The CD61 stains were used to assess platelets. On the one hand, their amount was categorically measured ranging “few”, “moderate” and “many”. On the other hand, their distribution was described using an analogy to basic meteorological cloud shapes of the World Meteorological Organization published in the International Cloud Atlas [31].

Thus, platelet aggregation was subdivided into “stratus”, “cirrus”, and “cumulus” [8]. Following the wording of the International Cloud Atlas, in a stratus distribution platelets occur as a merged layer with a fairly uniform appearance or in the form of ragged patches. A cirrus distribution is characterized by detached clusters in the form of delicate filaments or narrow bands, having a hair-like appearance. Cumulus-like arranged platelets appear as detached and dense clusters with sharp outlines. They may be in the form of domes or towers. Sometimes they are ragged. Upon microscopic evaluation, the platelet distribution was interpreted and continuously assigned to the three patterns according to their quantitative occurrence in percentage.

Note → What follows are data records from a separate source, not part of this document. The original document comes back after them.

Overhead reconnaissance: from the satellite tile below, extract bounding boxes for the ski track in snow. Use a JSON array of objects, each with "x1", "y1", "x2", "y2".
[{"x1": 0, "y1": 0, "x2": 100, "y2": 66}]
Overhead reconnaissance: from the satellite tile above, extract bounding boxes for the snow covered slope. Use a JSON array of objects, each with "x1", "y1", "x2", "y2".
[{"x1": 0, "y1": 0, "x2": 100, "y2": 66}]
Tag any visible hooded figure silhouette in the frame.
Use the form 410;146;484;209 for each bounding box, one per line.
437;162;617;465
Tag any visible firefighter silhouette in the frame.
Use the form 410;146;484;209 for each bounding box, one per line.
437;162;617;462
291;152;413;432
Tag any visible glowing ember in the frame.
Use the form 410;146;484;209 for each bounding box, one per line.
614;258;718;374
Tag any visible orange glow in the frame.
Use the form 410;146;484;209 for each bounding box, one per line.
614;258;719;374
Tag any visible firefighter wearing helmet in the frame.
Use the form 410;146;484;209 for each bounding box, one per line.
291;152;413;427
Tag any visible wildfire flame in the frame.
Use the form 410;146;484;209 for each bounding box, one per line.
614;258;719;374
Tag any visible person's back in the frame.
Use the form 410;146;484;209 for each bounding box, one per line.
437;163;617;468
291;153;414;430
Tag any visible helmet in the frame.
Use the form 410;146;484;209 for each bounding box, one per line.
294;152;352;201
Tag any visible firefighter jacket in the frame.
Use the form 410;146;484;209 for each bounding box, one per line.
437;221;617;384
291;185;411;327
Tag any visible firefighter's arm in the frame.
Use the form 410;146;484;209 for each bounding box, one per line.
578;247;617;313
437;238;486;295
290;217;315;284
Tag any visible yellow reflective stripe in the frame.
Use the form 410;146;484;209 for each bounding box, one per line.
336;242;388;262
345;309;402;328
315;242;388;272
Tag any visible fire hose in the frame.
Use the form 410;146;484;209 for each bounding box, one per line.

Reading the HE and EvG stains, histopathologists reviewed the fibrin net regarding its quality and assigned percentage values to each of the three features”fine”, “coarse”, and “dense”. Furthermore, based on the HE stains the number of neutrophil granulocytes was measured using a categorical scale ranging “few”, “moderate”, and “many”. Finally, neutrophils and red cells were examined assessing their integrity, dividing them up into wholesome or shattered. Continuous percentage scales were used to specify the proportions of intact neutrophils and red cells to their total numbers.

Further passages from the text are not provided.